I double-checked the meaning of “vulnerability” before I started writing this post to confirm that it means “the state of being vulnerable or exposed.” I don’t particularly like the sound of that, nor did I enjoy scrolling through all of the other variations on the word that kept mentioning “weakness,” “ability to be attacked,” and other phrases of that ilk. But my question lies on the other side of this word: If we are not vulnerable or don’t like feeling vulnerable, then does that mean that most of the time we are guarded?
When I look back on the relationships of mine and my friends that didn’t work out (as in, didn’t end in marriage or other variation of lifetime partnership), I know we could create a long laundry list of why things didn’t work out. But if we had to hone that list down to one reason, I would argue that ultimately one or both persons wasn’t ready to be — or couldn’t be, because of whatever life circumstances surrounded him/her — fully vulnerable to the other. Fully exposed, in body, mind, and spirit. That is a daunting idea, in my book, except when I am with my Husband, and even then it can be hard to be transparent all the time. He has seen me at my very best, at my very worst, and at every other emotion or state of mind between those extremes. And yet… I’m not always good at telling him how grateful I am for all the little ways he takes care of me. I don’t always explain very well about why I need my alone time or quiet time at the end of the day. Luckily for me, he reads me like a book 99.9% of the time, even when I say nothing at all. When we did our marriage preparation and took a personality inventory, part of that process involved taking the test a second time and answering questions as if we were our partner. Guess who nailed almost every single one of my answers?
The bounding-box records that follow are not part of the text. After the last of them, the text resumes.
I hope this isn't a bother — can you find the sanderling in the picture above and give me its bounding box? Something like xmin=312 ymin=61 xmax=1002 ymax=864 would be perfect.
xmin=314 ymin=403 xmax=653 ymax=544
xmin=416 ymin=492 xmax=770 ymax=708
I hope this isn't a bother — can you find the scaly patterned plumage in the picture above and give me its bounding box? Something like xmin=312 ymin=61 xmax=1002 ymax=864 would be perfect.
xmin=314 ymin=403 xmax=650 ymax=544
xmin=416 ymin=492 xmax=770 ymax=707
I’m not convinced that we can have meaningful relationships if we aren’t willing to be vulnerable and allow people to see our human sides.
Today we had a staff meeting that was intended to be a time to be together. No hardcore agenda, no announcements. Eat, drink, and be merry was the goal. I was floored to see a few people somehow manage to not smile or laugh or relax for the entire hour. How is that possible? As someone who participated in the planning process, I initially felt selfishly offended. That slowly melted away to pure awe at how much energy it takes to maintain such a carefully guarded facade. Then I started to be curious: What would I find behind such an ominous guard? Someone with an incredible sense of humor? Maybe a brilliant educator? A musician? I may never know.
While I think it is inane to pretend that we are all going to be best friends with every person we meet, I do sort of live for the moment when people drop their guards and let me in. I want to connect with other people; I want to figure out what we have in common. (Clearly I’m not alone in that desire, because how else can we explain the phenomenon of social media? It makes us feel like we are not isolated islands on the planet.) Especially right now, as Husband and I are trying to be part of this community, I’m hungry for “real” connections. I feel vulnerable every day here, but not necessarily in a bad way. If I allow myself to embrace that feeling, it gives a green light to others around me that they can go ahead and be a little bit vulnerable too. We as humans were built to connect to each other and make meaning of our Purpose here. It is through a reflection from others that we recognize ourselves, and I can’t know what is truly there unless it gets exposed.
Maybe “vulnerable” shouldn’t have such negative connotations after all. Maybe it’s only a sort of code word for being authentically ourselves.